Distance education during the pandemic

Coronavirus: parents will decide whether or not their children attend class

On September 21, preschool and primary school students in Turkey will start attending class one day a week.

The Minister of Education of Turkey, Ziya Selçuk, has assured that despite the compulsory nature of schooling, parents will have the last word when deciding whether their children return to school or if, on the contrary, they continue to receive distance education from home, a few weeks before the youngest students officially start with face-to-face classes.

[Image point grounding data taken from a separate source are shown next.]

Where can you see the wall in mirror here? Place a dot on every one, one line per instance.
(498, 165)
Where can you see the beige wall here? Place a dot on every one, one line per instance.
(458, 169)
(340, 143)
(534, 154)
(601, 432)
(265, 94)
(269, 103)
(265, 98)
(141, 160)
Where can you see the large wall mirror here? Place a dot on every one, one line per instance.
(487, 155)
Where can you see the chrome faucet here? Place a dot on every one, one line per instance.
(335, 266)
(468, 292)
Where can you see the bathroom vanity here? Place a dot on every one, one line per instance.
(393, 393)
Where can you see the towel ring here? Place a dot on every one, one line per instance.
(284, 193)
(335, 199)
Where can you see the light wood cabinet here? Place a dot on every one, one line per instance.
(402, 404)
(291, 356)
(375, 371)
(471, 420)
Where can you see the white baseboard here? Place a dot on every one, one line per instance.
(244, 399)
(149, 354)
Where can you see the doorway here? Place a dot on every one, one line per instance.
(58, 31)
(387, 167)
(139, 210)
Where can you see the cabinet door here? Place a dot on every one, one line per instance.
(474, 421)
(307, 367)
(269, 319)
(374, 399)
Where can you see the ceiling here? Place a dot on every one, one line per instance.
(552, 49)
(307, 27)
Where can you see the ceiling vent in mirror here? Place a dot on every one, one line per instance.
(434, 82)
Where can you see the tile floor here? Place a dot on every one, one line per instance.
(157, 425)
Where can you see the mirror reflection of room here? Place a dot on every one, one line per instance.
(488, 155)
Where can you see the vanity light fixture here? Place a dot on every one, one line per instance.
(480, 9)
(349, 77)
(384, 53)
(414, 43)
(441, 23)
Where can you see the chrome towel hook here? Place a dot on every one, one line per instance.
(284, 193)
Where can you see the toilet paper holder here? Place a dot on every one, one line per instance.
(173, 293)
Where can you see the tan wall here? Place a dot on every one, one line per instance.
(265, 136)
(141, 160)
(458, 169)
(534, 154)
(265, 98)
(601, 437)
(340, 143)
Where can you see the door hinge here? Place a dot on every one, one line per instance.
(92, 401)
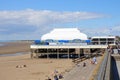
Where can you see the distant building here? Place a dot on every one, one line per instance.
(64, 42)
(103, 40)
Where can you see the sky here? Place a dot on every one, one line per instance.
(30, 19)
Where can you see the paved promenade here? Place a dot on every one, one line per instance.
(81, 73)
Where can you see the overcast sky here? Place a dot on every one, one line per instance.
(29, 19)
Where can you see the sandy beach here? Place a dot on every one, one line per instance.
(12, 67)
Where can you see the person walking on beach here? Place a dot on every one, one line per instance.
(56, 77)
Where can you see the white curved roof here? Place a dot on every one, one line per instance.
(64, 34)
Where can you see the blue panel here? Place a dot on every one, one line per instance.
(64, 41)
(88, 41)
(37, 41)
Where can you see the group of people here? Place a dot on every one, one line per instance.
(56, 76)
(114, 50)
(94, 60)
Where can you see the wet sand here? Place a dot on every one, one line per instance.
(12, 67)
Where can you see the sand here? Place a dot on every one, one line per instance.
(14, 47)
(11, 67)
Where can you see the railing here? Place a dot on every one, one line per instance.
(105, 68)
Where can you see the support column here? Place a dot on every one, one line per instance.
(57, 53)
(31, 53)
(47, 53)
(79, 53)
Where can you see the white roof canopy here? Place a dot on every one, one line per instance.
(64, 34)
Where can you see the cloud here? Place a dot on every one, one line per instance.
(103, 31)
(38, 22)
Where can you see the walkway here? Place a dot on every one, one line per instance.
(81, 73)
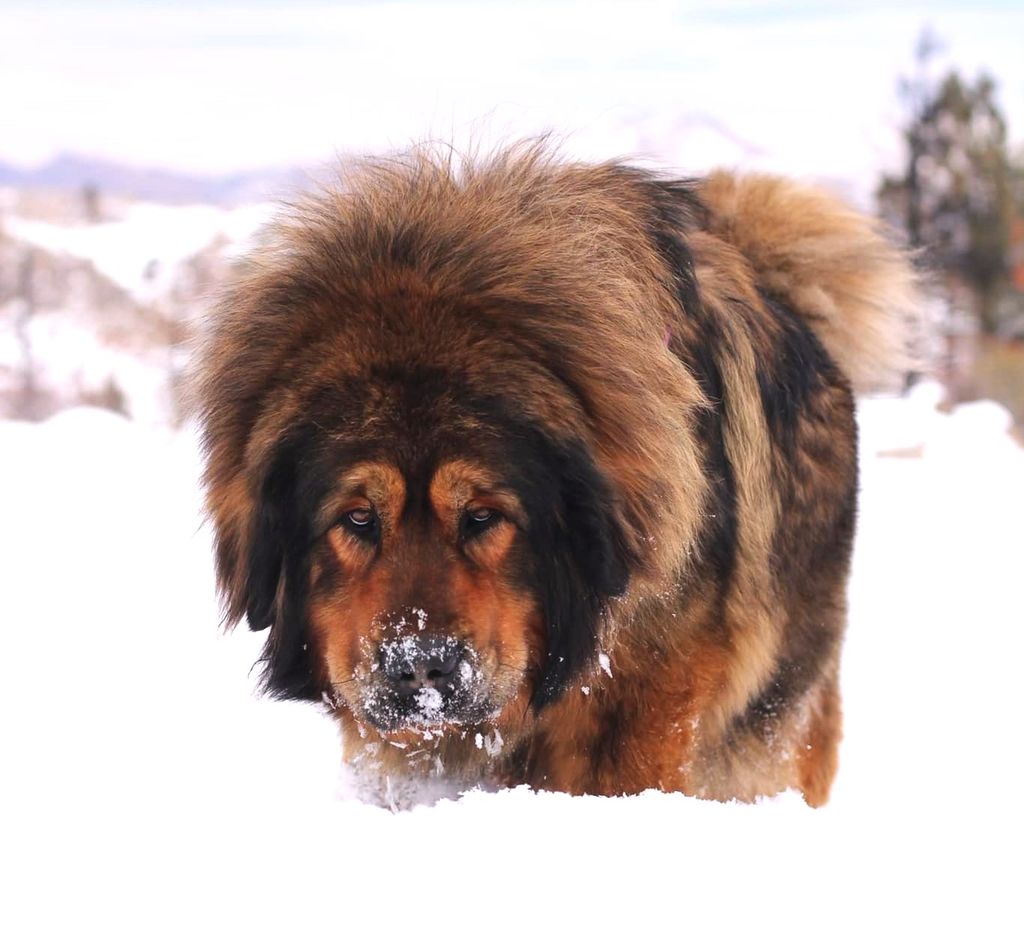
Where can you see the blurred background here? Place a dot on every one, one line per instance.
(143, 144)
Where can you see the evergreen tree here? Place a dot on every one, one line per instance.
(955, 198)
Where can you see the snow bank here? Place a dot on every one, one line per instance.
(148, 797)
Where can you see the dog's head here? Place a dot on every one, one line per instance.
(431, 462)
(425, 556)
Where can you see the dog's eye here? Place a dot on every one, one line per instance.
(360, 521)
(477, 520)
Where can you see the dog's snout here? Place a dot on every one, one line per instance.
(417, 662)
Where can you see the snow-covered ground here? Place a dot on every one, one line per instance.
(147, 796)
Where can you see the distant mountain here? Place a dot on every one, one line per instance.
(71, 171)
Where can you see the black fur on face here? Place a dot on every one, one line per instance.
(576, 555)
(580, 558)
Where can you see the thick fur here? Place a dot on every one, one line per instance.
(656, 376)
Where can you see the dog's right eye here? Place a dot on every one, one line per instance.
(360, 521)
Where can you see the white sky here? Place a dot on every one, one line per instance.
(805, 87)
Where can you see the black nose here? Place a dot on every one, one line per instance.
(415, 662)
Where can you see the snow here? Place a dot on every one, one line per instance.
(148, 796)
(141, 250)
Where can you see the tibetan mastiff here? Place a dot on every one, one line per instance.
(542, 472)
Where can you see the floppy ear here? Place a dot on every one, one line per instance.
(584, 560)
(276, 581)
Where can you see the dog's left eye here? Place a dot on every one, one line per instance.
(476, 520)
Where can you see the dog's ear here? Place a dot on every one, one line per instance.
(583, 561)
(276, 578)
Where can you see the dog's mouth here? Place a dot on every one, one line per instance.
(422, 684)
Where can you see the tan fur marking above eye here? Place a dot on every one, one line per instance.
(377, 483)
(460, 482)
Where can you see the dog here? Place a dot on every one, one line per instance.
(545, 473)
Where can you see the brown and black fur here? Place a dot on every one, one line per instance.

“On September 21 we will begin with face-to-face education only for preschool and primary school students. Parental consent is important, and they will be free not to send their children to school for classes in the classroom if they do not want to,” underlined the Turkish minister.

The plan envisaged by the Ministry of Education is that initially face-to-face classes for these students will consist of attending only one day a week to later be expanded from October to two days a week, combining this type of education with online classes for the rest of the days.

Regarding the rest of the students and courses, the minister pointed out that distance education will continue at least throughout the month of September through online courses and broadcasts of the Educational Information Network (EBA) of the Public Radio Television of Turkey (TRT) – which has assumed the task of carrying out distance education since the beginning of the pandemic – and that the option of starting face-to-face classes from the third week of October will be studied depending on the evolution of the coronavirus.

Officially, classes in Turkey began on August 31 only with distance education due to the persistence of coronavirus infections, which has led the government to impose new restrictions including the mandatory use of a mask; many parents had expressed in previous weeks their concern and their reluctance to send their children to class in the face of what the government describes as the “second peak of the first wave” of the pandemic, which is causing more than 1,700 infections a day.